Intel Xeon 696X Appears in Benchmark Database: 64 Cores, 128 Threads
The Intel Xeon 696X has surfaced in a public benchmark database, offering an early look at Intel’s high-end Granite Rapids-WS workstation platform. Positioned near the top of the lineup, the processor features a 64-core, 128-thread configuration built on Redwood Cove P-Cores, targeting heavy professional workloads rather than consumer desktops.
On paper, the Xeon 696X is aggressively specified. It combines an unusually large cache footprint with very high platform power limits, signaling Intel’s intent to address extreme workstation and I/O-heavy scenarios.
📊 Specifications at a Glance #
The exposed configuration highlights Intel’s familiar server-derived design philosophy:
- Cores / Threads: 64 / 128
- Cache: 336MB L3 + 128MB L2
- Base Frequency: 2.4 GHz
- Boost Frequency: Up to ~4.6 GHz
- Power Envelope:
- Base TDP: 350W
- Short-term power limit: ~500W
These figures place the Xeon 696X firmly in the ultra-high-end workstation class, where thermal density and power delivery are expected trade-offs rather than constraints.
📉 Benchmark Results and Competitive Gap #
The Xeon 696X recently appeared in the PassMark database. Although the benchmark initially misidentified it as a 32-core processor, the reported cache size and thread count confirm its true 64-core configuration.
| Metric | Xeon 696X | Comparison |
|---|---|---|
| Single-thread score | 3,359 | Lower than Xeon W9-3595X |
| Multi-thread score | 112,888 | ~17% higher than W9-3595X (60-core) |
While multi-thread scaling is evident compared to the previous generation, the results fall short when placed against current competition. AMD’s Ryzen Threadripper PRO 9985WX, also a 64-core processor, achieves approximately 154,361 points, leading the Xeon 696X by roughly 27% in the same test.
This gap is not explained by core count alone. AMD’s Zen 5 architecture demonstrates stronger instruction throughput, more efficient cache utilization, and lower inter-die latency in mixed workloads such as those tested by PassMark. By contrast, Granite Rapids-WS reflects Intel’s server-first design priorities, which emphasize scale and reliability over peak per-core efficiency.

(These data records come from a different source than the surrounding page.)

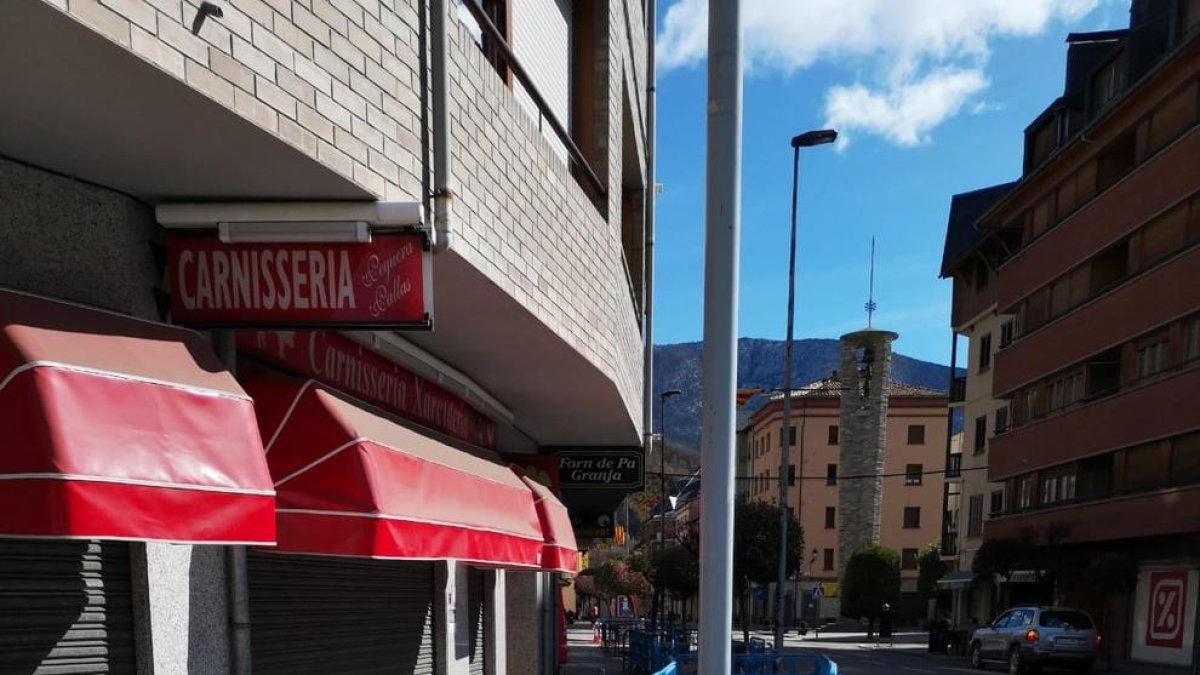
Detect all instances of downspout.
[643,0,666,456]
[430,0,451,253]
[210,330,251,675]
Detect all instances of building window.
[1016,476,1033,508]
[1000,319,1016,350]
[979,333,991,372]
[984,406,1008,434]
[1183,318,1200,362]
[904,464,925,485]
[990,490,1004,515]
[779,426,796,448]
[967,495,983,537]
[1138,340,1168,378]
[908,424,925,446]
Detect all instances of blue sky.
[655,0,1128,363]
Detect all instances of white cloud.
[658,0,1112,145]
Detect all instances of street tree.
[733,500,804,643]
[917,542,946,601]
[841,544,900,638]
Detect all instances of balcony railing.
[950,375,967,404]
[946,454,962,478]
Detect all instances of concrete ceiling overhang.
[0,0,374,203]
[404,249,641,446]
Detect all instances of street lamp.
[775,129,838,649]
[655,389,683,623]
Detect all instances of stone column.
[838,328,899,578]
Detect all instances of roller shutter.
[247,551,434,675]
[467,568,488,675]
[0,540,137,675]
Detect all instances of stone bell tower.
[838,328,899,578]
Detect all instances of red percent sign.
[1146,572,1188,649]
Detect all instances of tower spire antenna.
[864,237,877,328]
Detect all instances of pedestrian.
[880,603,895,646]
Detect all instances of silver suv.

⚠️ Early Sample Limitations #
One notable anomaly is the lower single-thread score compared to the previous-generation Xeon W9-3595X. This is atypical for a new core architecture and strongly suggests the benchmarked unit is an early engineering sample (ES).

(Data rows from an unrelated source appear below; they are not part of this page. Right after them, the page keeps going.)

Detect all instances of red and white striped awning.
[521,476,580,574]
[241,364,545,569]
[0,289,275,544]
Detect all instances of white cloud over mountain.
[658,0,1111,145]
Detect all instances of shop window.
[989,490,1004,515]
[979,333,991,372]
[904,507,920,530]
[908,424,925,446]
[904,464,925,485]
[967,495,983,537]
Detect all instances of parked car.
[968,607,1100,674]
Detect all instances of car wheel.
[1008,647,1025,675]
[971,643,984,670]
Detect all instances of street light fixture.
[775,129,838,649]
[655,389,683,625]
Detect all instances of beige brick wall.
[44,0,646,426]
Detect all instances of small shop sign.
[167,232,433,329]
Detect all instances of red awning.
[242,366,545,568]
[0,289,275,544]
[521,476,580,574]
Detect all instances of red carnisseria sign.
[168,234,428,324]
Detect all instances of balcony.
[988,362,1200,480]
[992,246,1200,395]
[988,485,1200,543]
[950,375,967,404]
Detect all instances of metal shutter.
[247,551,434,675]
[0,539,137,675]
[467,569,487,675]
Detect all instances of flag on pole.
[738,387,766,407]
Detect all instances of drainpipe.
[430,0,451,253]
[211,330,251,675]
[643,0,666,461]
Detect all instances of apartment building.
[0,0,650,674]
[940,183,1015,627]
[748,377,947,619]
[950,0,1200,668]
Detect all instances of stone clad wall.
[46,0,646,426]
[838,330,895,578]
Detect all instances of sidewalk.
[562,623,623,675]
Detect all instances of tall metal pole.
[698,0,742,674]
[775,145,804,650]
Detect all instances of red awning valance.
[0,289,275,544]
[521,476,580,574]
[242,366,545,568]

Several factors likely contribute:
- Conservative frequency limits to manage thermals across 64 cores
- Extremely high power density at 350W TDP
- Large cache structures introducing additional latency under certain conditions
While retail silicon may deliver modest improvements, expectations should remain measured. Even with refinement, the architectural gap to Zen 5 Threadripper PRO is unlikely to close entirely in compute-centric benchmarks.

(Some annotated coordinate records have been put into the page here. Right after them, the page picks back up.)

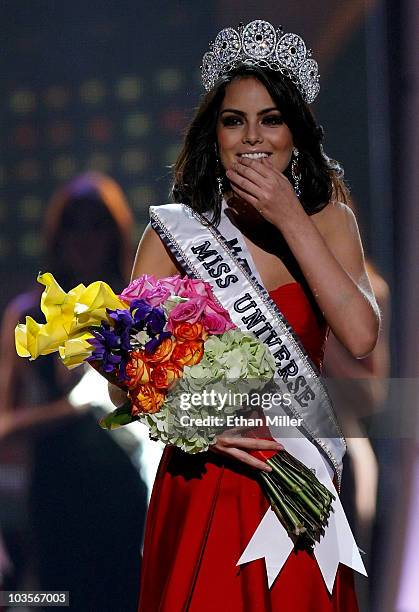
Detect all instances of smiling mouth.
[237,151,272,159]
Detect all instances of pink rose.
[179,276,212,298]
[179,277,226,314]
[201,306,236,334]
[121,274,182,306]
[158,274,183,295]
[167,298,205,331]
[121,274,162,302]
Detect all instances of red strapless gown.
[138,283,358,612]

⚙️ Platform Strategy: I/O and Memory Density #
Granite Rapids-WS is not designed to win synthetic compute benchmarks alone. Intel’s broader strategy focuses on platform capability rather than raw performance density.
Key platform strengths include:
- Up to 112 PCIe lanes via the W890 chipset
- Support for high-capacity DDR5 RDIMM memory
- Strong suitability for I/O-heavy and memory-bound workloads, such as large-scale simulation, virtualization, and data-intensive analytics
In these scenarios, PassMark-style benchmarks fail to capture the full value of Intel’s approach. However, they do clearly highlight the trade-offs of adapting a server-oriented architecture to workstation use.
Market Outlook #
In the current high-end workstation landscape, the Xeon 696X competes directly with AMD’s fully refreshed Zen 5 Threadripper PRO lineup. At equivalent core counts, Intel relies on significantly higher power consumption and a more complex platform to deliver lower overall compute scores.
As a result, Granite Rapids-WS appears positioned less as a performance leader and more as a line-completeness product, ensuring Intel maintains a presence in every workstation tier. With the full launch expected next year, early results suggest strong specifications and platform depth—but continued difficulty in challenging AMD’s dominance where compute efficiency is the primary metric.